Quarante-trois ans plus tard…

Michael Cimino, un mirage américain, tourné en janvier et février 2020, s’ouvre, avec l’accompagnement musical de Katyusha chanté par le choeur de l’Armée rouge, sur un train passant devant les cheminées de l’aciérie de Mingo Junction, un village de l’Ohio. Là où furent, avec le même plan d’ouverture, tournées en 1977 les scènes de Voyage au bout de l’enfer (The Deer Hunter). Un village dont le déclin a été accéléré par la fermeture de l’aciérie en 2009 : sur les 5 300 habitants recensés en 1970, il n’en restait que 3 300 en 2020. Les villageois disent leur nostalgie du passé glorieux des années 70, notamment illustré par un grand panneau, bien entretenu, rappelant le tournage de 1977, dont le souvenir reste gravé dans leur mémoire et continue d’alimenter les discussions au Parkview, le bar du village.

Jean-Baptiste Thoret et sa petite équipe ont conçu un road movie à la recherche des lieux de tournage. En direction du Montana, là où fut tourné en 1979 La Porte du paradis (Heaven’s Gate) qui, selon Michael Cimino, formait avec Voyage au bout de l’enfer un diptyque, « un tableau de la vie américaine », « une charge violente portée contre le mythe du melting pot américain » pour Jean-Baptiste Thoret. Un désastre commercial, avec deux cents jours de dépassement, un coût de 45 millions de dollars, 225 heures de rushes et un premier montage de 5 h 25, qui ébranla les fondations de United Artists. Oliver Stone l’affirme : « il est allé trop loin (…), il a brisé toutes les règles et est mort avant d’avoir pu achever tout ce qu’il pouvait offrir en tant qu’artiste ».

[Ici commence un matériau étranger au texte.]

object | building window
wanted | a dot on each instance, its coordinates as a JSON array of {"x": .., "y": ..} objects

Après des études d’architecture et de design à Yale, des films publicitaires à New York, et l’écriture du scénario de Silent Running (Douglas Trumbull, 1972), Michael Cimino réalisa en 1974 son premier film, Le Canardeur (Thunderbolt and Lightfoot), à la suite d’un étonnant coup de bluff, un défi lancé à Clint Eastwood, intéressé par le scénario. Il n’accepta de lui vendre les droits qu’à la condition de pouvoir réaliser lui-même le film, ce qu’il put faire en démontrant la qualité des rushes capturés dans la courte période d’essai de trois jours qui lui avait été allouée ! Le film suivant sera Voyage au bout de l’enfer.

« Faire des films, c’est inventer une nostalgie pour un passé qui n’a jamais existé »

Michael Cimino, admirateur de Griffith, Ford, Visconti et Peckinpah, « son carré d’as », « à contre-courant de son époque », ne put réaliser que sept films de 1974 à 1995. Il estimait que les critiques visaient sa personne plus que ses films et s’était fait une règle de « dire la vérité (…) sans jamais se soucier de l’opinion des autres ». « Le fait qu’aucun de mes films ne se plie à la mode leur donne une sorte de jeunesse éternelle. »

Michael Cimino, « napoléonien », selon Oliver Stone, exigeant, ne regardait pas à la dépense, l’argent n’étant pour lui qu’un mal nécessaire. Il est mort en 2016, à 77 ans, en léguant trois films majeurs : Voyage au bout de l’enfer, La Porte du paradis et L’Année du dragon (Year of the Dragon, 1985) que Quentin Tarantino voit comme un des cinq films sortant de la médiocrité des années 80.

Michael Cimino, un mirage américain est un émouvant hommage rendu au cinéaste, dont on entend la voix enregistrée en 2010, par Jean-Baptiste Thoret, auteur de Michael Cimino, les voix perdues de l’Amérique (Flammarion, 2013). Il a inséré des archives filmées au ratio 1.33:1 (occasionnellement déformées par un étirement à 1.78:1), des photos de plateau, des extraits de films, la remise à Michael Cimino par John Wayne, deux mois avant sa mort, de l’Oscar du meilleur film pour Voyage au bout de l’enfer. C’est le seul plan dans lequel apparaît le réalisateur.

Michael Cimino, un mirage américain

Présentation - 5,0 / 5

Michael Cimino, un mirage américain (130 minutes) et ses généreux suppléments (115 minutes) tiennent sur un Blu-ray BD-50 logé dans un boîtier avec un livret.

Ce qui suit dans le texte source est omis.